Construction machine pose prediction considering historical motions and activity attributes using gated recurrent unit (GRU)
Introduction
Construction sites are suffering from high hazard rates among all workplaces, making it a foremost concern to improve the on-site safety. According to the reports from the U.S., mainland China and Hong Kong Special Administrative Region [[1], [2], [3]], unsafe operation of construction machines is an essential reason of fatal hazards occurred on construction sites. In the U.S., over 38% of construction accidents are caused by interactions between construction resources (e.g. workers and machines), which also resulted in more than 16% and 29% of construction accidents in mainland China and Hong Kong SAR, respectively. Hence, it is important to monitor the motion of construction machines on sites. Typically, accidents are likely to take place when two on-site objects move towards each other, making it important for safety managers to pay attention to the changing locations (i.e. trajectories) of on-site construction resources. In recent years, several efforts have been made to automatically monitor locations of construction resources based on data captured from surveillance cameras and pre-installed devices to assist site managers with traditional error-prone and tedious safety inspections of construction sites [[4], [5], [6]]. Nevertheless, it is common but easily overlooked that accidents may still occur when the location of heavy construction machines remains unchanged, but their poses are varying constantly as deformable components of construction machine are operated. Therefore, monitoring machine poses can be a necessary supplement for safety management of construction projects.
Up till now, most site managers monitor on-site machine poses by watching surveillance videos and evaluating potential risks manually.
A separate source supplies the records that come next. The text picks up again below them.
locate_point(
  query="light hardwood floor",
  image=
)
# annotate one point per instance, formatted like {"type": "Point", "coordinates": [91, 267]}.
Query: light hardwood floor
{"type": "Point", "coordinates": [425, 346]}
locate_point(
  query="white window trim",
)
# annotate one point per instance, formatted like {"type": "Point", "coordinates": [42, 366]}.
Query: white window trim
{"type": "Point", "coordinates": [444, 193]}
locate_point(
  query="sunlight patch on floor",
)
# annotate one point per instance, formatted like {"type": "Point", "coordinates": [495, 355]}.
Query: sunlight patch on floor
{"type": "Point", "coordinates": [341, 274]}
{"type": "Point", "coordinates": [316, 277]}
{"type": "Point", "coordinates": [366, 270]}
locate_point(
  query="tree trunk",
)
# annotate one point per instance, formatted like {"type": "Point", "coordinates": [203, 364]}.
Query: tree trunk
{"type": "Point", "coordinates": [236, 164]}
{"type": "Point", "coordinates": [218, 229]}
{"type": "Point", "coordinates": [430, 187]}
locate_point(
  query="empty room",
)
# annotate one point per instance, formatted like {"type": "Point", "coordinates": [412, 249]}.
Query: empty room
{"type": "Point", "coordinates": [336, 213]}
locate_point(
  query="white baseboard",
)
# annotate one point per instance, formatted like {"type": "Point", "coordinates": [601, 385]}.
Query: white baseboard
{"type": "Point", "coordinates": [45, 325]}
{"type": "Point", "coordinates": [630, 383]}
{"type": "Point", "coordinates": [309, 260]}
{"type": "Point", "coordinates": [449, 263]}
Such manual observations of on-site safety condition are error-prone and time-consuming because they are greatly dependent on physical status and expertise of the inspector. To address such limitations, previous studies have attempted to automate pose monitoring of construction machines based on surveillance videos. For example, several efforts have been contributed to estimating past and current poses of construction machines through processing on-site videos not only using conventional computer vision techniques [7], but also further adopting deep learning techniques [8,9] that have shown promising performance in many vision-based tasks. Besides, another common and practicable approach for automating pose monitoring of construction machines is processing the collected signals from pre-installed devices [10]. Most of previous studies only focus on estimating past and current machine poses which have occurred, yet understanding the current poses of construction machines is not sufficient to avoid potential hazards. Instead, pose prediction (or pose forecasting) [11], of construction machines can provide more clues to prevent possible collisions or other accidents, for which there is still a lack of research.
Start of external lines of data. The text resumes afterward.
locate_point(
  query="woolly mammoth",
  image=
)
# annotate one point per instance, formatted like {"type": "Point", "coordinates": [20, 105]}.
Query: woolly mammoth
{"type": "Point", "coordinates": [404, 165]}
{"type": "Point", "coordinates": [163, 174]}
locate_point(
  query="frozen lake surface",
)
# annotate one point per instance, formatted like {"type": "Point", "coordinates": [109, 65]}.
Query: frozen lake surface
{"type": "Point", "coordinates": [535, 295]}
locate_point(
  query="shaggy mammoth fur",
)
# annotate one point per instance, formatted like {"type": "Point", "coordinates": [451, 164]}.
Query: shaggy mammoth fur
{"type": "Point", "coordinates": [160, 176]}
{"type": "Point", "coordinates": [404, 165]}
When tentatively investigating potential methods for predicting future poses, we found that both geometric and non-geometric information provide insights for prediction. On the one hand, future poses of construction machines are influenced by machine motions which can be informed by geometric construction data, such as the geometry information of machines as well as the construction environment. On the other hand, non-geometric construction data, such as the working task the machine is focusing on and the interaction of the machine with other objects, can provide contextual information for predicting machine poses, which is not fully considered in other research. With the aim to reduce potential on-site hazards, we propose a framework incorporating both geometric and non-geometric construction information to improve the performance of machine pose prediction, where geometric construction data refer to the dimensions (e.g. length, width, height) and coordinates of both construction machines and project terrain, while non-geometric data are semantic data such as working tasks and working natures of the construction machine. The proposed framework consists of three modules, i.e. motion capture module, activity recognition module and machine pose prediction module. Firstly, geometric construction site information is included in the machine motion capture module, and thereon historical motion data of target construction machines are provided. Next, the machine activity recognition module recognizes historical activities with the help of non-geometric construction information and historical motion data from the machine motion capture module. Lastly, the machine pose prediction module generates future poses of construction machines by integrating information of historical poses and activities. To validate the proposed framework, we adopted excavators as experiment objects as excavators own more deformable components and tend to have complex pose variations and interactions with the surrounding objects, and performed experiments based on a motion capture dataset proposed by adding historical poses data to an existing video dataset. The proposed framework is expected to provide more comprehensive information to reduce potential hazards caused by varying machine poses and to protect on-site workers.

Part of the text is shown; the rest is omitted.